Toward the end of Dickson’s career, the goals for managers, such as himself, changed to include specific cost reductions handed down from above. The pressure to hit cost targets even flowed down to individual engineers, he tells Fortune.

During Wednesday’s hearing, Rep. John Garamendi pointed to previous public comments by Dickson when he asked Muilenburg if Boeing puts profit or safety first.

“Most important, clearly safety comes first and quality,” Muilenburg said.

“And we have the 737 MAX to prove that is incorrect,” Garamendi interjected.

The CEO pushed back, insisting that safety and quality are always the priorities.

“Would you like to talk to me about the quality of the KC-46?,” the California Democrat replied.

A seemingly stunned Muilenburg was momentarily speechless.

Prior to the hearing, Boeing had asked Garamendi to stick to the 737 MAX and not mention the problem-plagued KC-46 program, an air-refueling tanker for the U.S. Air Force based on Boeing’s 767 commercial jetliner, reports Business Insider.

“Or would you like to talk about the (787) Dreamliner?” another long-troubled airplane program, Garamendi asked. “You have a systemic problem in your company.”

A 2016 internal Boeing survey found 29 percent of engineers felt pressure to certify for the FAA work they themselves had designed, reports the Wall Street Journal.
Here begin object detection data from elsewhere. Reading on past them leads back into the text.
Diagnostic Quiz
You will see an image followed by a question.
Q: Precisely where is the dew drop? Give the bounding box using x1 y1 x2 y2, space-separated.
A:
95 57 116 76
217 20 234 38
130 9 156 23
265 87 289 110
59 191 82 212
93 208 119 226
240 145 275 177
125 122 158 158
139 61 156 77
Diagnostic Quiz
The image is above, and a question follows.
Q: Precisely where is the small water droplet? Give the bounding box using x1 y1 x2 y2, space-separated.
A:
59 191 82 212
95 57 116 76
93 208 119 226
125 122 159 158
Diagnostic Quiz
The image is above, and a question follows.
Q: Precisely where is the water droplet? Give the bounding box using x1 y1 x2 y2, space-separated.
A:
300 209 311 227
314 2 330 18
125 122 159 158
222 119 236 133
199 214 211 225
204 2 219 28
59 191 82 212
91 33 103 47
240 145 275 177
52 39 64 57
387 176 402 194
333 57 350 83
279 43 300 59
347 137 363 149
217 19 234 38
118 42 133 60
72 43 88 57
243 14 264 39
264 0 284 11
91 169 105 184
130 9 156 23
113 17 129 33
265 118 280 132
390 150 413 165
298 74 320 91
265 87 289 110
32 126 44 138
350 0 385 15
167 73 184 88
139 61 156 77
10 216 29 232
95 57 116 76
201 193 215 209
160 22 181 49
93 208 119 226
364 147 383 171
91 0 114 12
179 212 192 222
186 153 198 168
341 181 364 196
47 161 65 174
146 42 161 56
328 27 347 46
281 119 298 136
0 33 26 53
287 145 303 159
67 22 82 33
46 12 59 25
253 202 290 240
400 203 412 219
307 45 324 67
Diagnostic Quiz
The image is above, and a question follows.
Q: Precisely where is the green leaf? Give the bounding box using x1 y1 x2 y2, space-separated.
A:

While many respondents said workload and pace were sources of stress, more than 80 percent said they could raise worries about pressure with higher-ups, the Journal reports.

“Things had to be done cheaper, faster,” a former Boeing engineer who worked on the 777X and other airplane programs tells Fortune.

A deep part of the problem, Dickson says, is that many workers are discouraged or scared to raise problems that could affect business goals. Several other current and former Boeing engineers shared similar views, but they declined to talk on the record.

“No one wants to be the first in line to say the airplane won’t be ready in time for its first flight” or other key deadlines, Dickson said.

Instead, he describes engineering teams feeling forced to play a demoralizing game of musical chairs. Even if one team knows it has a significant problem with its work package, it holds off telling that to management, hoping that another team has to blink first—and take the hit to careers and reputations.

That isolation increases further up the hierarchy, says Dickson, who was a longtime senior manager. “The further you get up in the tree, the less direct interaction you have” with frontline workers.

From his experience, Dickson says, most engineers know their boss and maybe their boss’s boss, but they have no idea which executive runs their program.

“The CEO is so far up there, really the only (engineers) who work with the CEO are the chief engineer and program directors,” Dickson says.

Executive isolation can cripple a company, cautions Hal Gregersen, a senior lecturer at the Massachusetts Institute of Technology and author of Questions Are the Answer.

CEOs have to actively fight c-suite isolation, he says. “The higher and higher you go, the forces of isolation are just furious.”

Most corporate executives don’t realize how isolated they are, says Gregersen, who has interviewed hundreds of powerhouse business leaders during three decades of research. Isolation almost guarantees a higher-up will be blindsided by something that could have been addressed with far less pain, he says.

“If I were a representative on the committee, I would ask, ‘Where and when do people ask fearless questions systematically?'” Gregersen says.

But with Boeing’s hearings now concluded, and Muilenburg back in Chicago and out of Congress’ spotlight, it remains to be seen if investigators will ever ever answer that question. It may simply remain another of the 737 Max crashes myriad unknowns.